Ashtavakra replied: Oh beloved, if you want liberation then renounce the passions as poison, and take forgiveness, innocence, compassion, contentment and truth as nectar. You are neither earth, nor air, nor fire, nor water, nor ether. To attain liberation, know yourself as the witnessing consciousness of all these.
If you can separate yourself from the physical body and rest in consciousness, then this very moment you will be happy, at peace, and free of bondage.
You are not a brahmin or other caste, you are not in any of the four stages of life, you are not perceived by the eyes or other senses. Unattached and without form, you are the witness of the whole universe. Know this and be happy.
Oh expansive one, religion and atheism, happiness and misery – all are of the mind, they are not for you. You are not the doer nor the enjoyer. You have always been liberated.
We are embarking on a rare journey. Man has many scriptures, but none are comparable to the Gita of Ashtavakra. Before it the Vedas pale, the Upanishads are a mere whisper. Even the Bhagavadgita does not have the majesty found in the Ashtavakra Samhita – it is simply unparalleled.
The most important thing is that neither society, nor politics, nor any other institution of human life had any influence on the statements of Ashtavakra. There are no other statements anywhere that are so pure, transcendental, and beyond time and space. Perhaps that is why Ashtavakra’s Gita, the Ashtavakra Samhita, has not had much impact.
Krishna’s Bhagavadgita has been very influential. The first reason is that Krishna’s Gita is a synthesis. He is more concerned with synthesis than with truth. The desire for synthesis is so strong, that if necessary Krishna doesn’t mind sacrificing the truth a little.

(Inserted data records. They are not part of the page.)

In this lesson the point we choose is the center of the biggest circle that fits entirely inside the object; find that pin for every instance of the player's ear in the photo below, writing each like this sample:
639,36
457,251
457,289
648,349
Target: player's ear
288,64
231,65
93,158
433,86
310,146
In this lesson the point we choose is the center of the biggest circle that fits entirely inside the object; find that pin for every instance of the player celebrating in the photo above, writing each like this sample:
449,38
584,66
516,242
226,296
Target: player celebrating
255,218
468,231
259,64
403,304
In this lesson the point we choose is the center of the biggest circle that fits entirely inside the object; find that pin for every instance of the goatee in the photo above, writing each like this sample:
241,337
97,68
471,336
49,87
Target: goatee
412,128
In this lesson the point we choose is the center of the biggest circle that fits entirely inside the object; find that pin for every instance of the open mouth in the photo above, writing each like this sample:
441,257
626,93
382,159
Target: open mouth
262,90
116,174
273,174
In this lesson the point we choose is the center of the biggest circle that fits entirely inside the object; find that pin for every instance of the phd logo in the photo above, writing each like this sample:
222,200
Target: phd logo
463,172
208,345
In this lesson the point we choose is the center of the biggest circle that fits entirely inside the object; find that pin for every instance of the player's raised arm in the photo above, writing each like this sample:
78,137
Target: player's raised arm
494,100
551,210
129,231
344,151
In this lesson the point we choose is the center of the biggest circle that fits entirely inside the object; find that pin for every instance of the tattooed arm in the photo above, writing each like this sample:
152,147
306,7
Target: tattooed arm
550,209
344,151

Krishna’s Gita is a hodgepodge containing everything; hence it appeals to everyone, because there is something in it for everyone. It is difficult to find any tradition whose voice is not found in the Gita. It is difficult to find anyone who does not take solace from the Gita. But for such people Ashtavakra’s Gita will prove very difficult.
People love Krishna’s Gita because it is very easy to extract one’s own meaning from it. Krishna’s Gita is poetic: in it two plus two can equal five, two plus two can also equal three. No such tricks are possible with Ashtavakra. With him two plus two are exactly four. Ashtavakra’s statements are statements of pure mathematics. There isn’t the least possibility for poetic license here. He says things as they are, without any sort of compromise.
Reading Krishna’s Gita, a devotee extracts something of which he can make a belief, because Krishna spoke on bhakti, devotion. The karma yogi extracts his belief because Krishna has spoken on karma yoga, the yoga of action. The believer in knowledge finds what he wants because Krishna has spoken on knowledge as well. Somewhere Krishna calls devotion the ultimate, somewhere else he calls knowledge the ultimate, again elsewhere he calls karma yoga the ultimate.
Krishna’s statements are very political. He was a politician, a perfect politician. Just to say he was a politician is not right; he was a shrewd politician, a real diplomat. In his statements he considered and included many things. This is why the Gita suits everyone, why there are thousands of commentaries on the Gita.